The Muslim-loving British police get madder every day
He was the poster boy for jihadist extremism who become one of its most vocal opponents, meeting a government minister and being offered Home Office funding to support his deradicalisation work among young Muslims. But now Hassan Butt is under arrest and at the centre of a high-stakes legal battle that goes to the core of Britain's fight against terrorism.
Hassan Butt sent dozens of British Muslims to training camps in Pakistan, raised money for the Taleban and once boasted of his desire "to kill or be killed for the sake of Allah". His words and deeds in support of Islamist terrorism were reported widely between 2001 and 2004, yet he was never charged with any offence.

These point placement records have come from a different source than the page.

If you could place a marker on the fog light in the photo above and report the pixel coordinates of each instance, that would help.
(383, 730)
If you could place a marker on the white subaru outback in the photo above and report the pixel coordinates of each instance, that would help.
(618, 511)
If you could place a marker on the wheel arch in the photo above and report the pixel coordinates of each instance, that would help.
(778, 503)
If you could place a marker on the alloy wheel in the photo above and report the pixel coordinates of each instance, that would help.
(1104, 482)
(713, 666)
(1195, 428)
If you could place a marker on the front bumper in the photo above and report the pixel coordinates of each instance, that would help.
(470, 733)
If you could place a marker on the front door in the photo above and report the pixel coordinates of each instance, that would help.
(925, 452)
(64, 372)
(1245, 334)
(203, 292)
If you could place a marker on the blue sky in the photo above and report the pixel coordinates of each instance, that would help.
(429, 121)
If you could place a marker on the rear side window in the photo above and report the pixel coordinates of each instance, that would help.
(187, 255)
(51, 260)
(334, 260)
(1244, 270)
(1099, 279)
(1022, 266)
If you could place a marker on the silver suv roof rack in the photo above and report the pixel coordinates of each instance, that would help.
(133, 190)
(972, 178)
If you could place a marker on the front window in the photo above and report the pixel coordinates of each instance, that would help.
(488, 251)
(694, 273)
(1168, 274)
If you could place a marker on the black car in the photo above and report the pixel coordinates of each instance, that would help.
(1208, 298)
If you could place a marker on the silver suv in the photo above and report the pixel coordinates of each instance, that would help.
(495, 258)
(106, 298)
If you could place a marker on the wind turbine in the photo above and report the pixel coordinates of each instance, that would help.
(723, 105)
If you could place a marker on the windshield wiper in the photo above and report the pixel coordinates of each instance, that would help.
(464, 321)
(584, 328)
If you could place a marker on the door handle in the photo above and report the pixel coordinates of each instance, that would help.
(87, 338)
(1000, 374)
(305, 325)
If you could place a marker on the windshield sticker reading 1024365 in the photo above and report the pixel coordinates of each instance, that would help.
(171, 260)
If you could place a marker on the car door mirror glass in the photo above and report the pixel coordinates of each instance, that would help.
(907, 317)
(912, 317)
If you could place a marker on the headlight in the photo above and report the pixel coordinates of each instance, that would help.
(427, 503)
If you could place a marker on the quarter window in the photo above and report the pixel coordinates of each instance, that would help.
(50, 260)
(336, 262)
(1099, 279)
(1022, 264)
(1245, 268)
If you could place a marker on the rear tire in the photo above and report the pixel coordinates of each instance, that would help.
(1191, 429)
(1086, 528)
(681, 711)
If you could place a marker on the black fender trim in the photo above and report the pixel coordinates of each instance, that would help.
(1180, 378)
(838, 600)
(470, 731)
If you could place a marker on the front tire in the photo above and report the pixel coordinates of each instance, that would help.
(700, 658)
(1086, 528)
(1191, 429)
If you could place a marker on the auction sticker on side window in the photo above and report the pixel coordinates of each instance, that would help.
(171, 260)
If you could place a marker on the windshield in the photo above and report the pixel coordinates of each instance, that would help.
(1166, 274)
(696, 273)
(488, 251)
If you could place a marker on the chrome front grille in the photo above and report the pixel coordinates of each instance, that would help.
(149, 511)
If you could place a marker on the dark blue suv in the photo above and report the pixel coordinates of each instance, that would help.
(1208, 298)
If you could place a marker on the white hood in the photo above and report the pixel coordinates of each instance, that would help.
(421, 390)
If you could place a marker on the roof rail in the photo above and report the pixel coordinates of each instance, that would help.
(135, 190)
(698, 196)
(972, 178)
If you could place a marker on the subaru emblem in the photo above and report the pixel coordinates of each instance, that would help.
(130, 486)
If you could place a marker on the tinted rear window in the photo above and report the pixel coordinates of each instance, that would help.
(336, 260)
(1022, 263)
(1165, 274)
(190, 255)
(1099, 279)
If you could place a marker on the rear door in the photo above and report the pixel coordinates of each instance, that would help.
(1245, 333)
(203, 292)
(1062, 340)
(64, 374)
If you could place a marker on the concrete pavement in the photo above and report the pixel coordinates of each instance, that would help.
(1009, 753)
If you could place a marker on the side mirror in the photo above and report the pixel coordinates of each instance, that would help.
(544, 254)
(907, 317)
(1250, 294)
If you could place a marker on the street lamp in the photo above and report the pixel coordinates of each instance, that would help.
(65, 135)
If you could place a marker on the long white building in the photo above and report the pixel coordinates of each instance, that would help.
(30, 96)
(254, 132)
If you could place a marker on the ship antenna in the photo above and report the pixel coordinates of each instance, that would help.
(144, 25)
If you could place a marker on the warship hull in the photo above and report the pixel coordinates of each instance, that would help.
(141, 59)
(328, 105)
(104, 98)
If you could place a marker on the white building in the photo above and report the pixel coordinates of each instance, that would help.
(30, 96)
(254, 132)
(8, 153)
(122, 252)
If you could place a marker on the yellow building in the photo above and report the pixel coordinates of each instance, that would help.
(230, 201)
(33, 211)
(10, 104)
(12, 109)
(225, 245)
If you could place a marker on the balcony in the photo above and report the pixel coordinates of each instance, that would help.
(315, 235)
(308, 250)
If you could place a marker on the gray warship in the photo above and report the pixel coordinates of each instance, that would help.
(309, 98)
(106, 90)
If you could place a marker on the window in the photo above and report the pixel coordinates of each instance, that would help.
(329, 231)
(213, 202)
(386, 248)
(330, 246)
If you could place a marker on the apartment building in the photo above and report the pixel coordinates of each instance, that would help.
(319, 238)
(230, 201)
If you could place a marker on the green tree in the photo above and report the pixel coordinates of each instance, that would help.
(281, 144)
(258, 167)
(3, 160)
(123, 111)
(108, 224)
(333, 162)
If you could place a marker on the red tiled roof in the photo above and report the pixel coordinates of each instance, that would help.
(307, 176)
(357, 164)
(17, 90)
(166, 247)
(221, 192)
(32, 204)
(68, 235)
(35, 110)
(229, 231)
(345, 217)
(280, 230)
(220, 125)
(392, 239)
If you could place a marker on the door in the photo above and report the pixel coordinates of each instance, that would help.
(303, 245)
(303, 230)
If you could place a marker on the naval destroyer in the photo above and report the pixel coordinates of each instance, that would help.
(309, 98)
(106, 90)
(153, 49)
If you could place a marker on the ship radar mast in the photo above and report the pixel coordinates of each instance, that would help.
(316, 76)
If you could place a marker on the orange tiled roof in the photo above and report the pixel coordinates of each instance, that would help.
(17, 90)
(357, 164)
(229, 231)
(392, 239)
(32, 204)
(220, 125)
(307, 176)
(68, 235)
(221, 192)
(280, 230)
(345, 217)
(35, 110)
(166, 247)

After the suicide attacks on London in July 2005, he embarked on a lengthy and painful reexamination of his beliefs, eventually repudiating violence and emerging as a passionate critic of the cause he once espoused. Since early 2007 Mr Butt, 28, has denounced al-Qaeda in numerous newspaper articles, in international television interviews and in debate at the Cambridge Union. However, he has been labelled a traitor to Islam by his former comrades and in April last year was stabbed in the street by two assailants.
Ten days ago, as he prepared to board a flight to Pakistan, Mr Butt was arrested - and is still detained - under the Terrorism Act. If his rejection of violence was not a sham, then Greater Manchester Police - whose investigation is being carried out independently of Counter Terrorism Command at Scotland Yard - may be about to face more than a few tough questions.